The late ‘90s saw some re-releases (including a smash Greatest Hits album) and archive digging (the four-disc Tracks compilation), plus plenty of touring in the wake of the E-Street Band’s reunion.
Following the September 11 attacks, Bruce released The Rising, an acclaimed call for resilience and redemption. It reshaped the narrative around his career: A legitimate hit with zeitgeist power, The Rising ushered Bruce from awkward middle age to rock statesman, effectively immune from criticism, a position he’s held in the 17 years since.
Since ‘02, he’s released six original studio albums: Devils & Dust, Magic, Working on a Dream, Wrecking Ball, High Hopes, and Western Stars. All except the latter topped the Billboard album chart and received rave reviews from Rolling Stone, aka the Boss-is-God Rag. I personally haven’t listened to any of them more than one time through, so I’ll leave my implicit review of these albums at that.
(I should note that my cynicism of these albums is not universal; many dedicated Springsteen fans rank some tracks from later albums among his best ever.)
The years 2016-2018 were big ones for Bruce. First, he released an acclaimed and bestselling autobiography entitled Born to Run. I have a copy on my shelf which I hope to read soon.
In 2017, Bruce was given a yearlong residency at Walter Kerr Theatre on Broadway, doing acoustic shows with storytelling in between tracks. He eventually recorded the show, and released both as a Netflix special and live album.
It’s my favorite thing he’s released in years — intimate, funny, seasoned, just masterful. I highly recommend it. It’s actually not a bad entry point to Bruce’s personal songwriting voice.
The most curious late-Bruce album is not an original, but We Will Overcome: The Seeger Sessions, a Pete Seeger cover album. It charts a new potential path for Bruce as a folk archaeologist, elevating American standards with his natural charm. It’s a loose, conversational album, which is exactly what I love about it. (Frankly, I’m more interested in America’s great, overlooked songs than anything a 70-year-old millionaire has to say.)

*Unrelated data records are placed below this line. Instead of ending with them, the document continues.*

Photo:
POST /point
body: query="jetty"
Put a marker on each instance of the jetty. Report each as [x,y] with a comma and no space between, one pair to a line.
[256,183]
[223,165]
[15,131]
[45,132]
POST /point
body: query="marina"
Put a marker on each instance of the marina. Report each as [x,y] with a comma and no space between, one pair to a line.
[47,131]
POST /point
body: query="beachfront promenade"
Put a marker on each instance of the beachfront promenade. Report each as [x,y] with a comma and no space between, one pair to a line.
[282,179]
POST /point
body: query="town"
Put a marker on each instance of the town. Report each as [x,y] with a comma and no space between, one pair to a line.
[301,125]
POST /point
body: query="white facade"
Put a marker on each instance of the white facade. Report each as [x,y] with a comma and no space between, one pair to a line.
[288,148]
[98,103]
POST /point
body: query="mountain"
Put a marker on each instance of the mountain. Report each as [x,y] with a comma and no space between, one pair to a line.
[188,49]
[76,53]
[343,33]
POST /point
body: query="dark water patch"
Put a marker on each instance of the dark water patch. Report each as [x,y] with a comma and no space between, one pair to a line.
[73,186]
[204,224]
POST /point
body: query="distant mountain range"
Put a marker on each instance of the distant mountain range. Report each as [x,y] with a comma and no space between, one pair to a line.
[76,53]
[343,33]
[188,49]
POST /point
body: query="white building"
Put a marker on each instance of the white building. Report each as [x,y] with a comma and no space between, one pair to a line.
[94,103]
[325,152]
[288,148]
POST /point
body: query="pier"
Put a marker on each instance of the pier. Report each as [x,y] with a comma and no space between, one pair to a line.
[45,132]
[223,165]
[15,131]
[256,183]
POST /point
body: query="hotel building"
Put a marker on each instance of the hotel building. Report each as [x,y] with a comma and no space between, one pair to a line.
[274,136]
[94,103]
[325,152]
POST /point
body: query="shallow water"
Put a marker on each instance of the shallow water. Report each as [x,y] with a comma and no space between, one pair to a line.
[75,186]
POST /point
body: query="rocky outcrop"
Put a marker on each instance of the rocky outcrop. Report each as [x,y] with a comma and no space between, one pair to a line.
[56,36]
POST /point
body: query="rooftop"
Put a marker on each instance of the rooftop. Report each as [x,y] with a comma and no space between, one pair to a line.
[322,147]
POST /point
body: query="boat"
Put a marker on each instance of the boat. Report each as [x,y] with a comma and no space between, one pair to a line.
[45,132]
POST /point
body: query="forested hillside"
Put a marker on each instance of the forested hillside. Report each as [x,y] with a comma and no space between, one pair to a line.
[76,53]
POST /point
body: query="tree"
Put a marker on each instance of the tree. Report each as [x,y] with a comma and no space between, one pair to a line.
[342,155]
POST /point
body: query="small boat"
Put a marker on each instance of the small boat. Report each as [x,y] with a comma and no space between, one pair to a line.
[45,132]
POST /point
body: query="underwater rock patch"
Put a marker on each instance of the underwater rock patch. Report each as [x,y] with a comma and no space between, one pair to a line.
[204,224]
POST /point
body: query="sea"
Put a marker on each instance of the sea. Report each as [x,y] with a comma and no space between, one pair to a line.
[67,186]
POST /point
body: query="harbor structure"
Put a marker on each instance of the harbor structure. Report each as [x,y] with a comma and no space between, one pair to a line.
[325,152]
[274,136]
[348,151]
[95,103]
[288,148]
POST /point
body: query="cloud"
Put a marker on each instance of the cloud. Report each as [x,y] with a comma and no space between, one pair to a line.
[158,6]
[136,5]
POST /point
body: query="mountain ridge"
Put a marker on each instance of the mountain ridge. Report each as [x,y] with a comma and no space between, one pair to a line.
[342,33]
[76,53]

I’d love to spend a few more thousand words here dissecting some of Springsteen’s songwriting and motifs. Some of his favorite symbol are: water (as a source of destruction and absolution), day vs. night (as a line between societal conformity and rebellion), and houses (as an emblem of social standing).
But I’ll wrap this up by pointing out his most recurrent and important symbol: Cars.
In Springsteen’s lyrics, cars capture so much about the a human’s agency, or lack thereof. In “Thunder Road,” they’re an escape from hometown “ghosts”; in “Racing in the Street,” they’re the false hope and empty thrill of whipping around dead streets with nowhere to go; in “State Trooper,” they’re the careening force of destruction as impulses go unchecked.
When Bruce starts talking about a car, that means it’s time to start paying attention. Because he’s doing what he’s done time and again throughout his career:
Take what could have been so mundane and prosaic, a blue collar kid singing with a local band about ordinary people, and escalated it to greatness. “Pullin’ out of here to win,” indeed.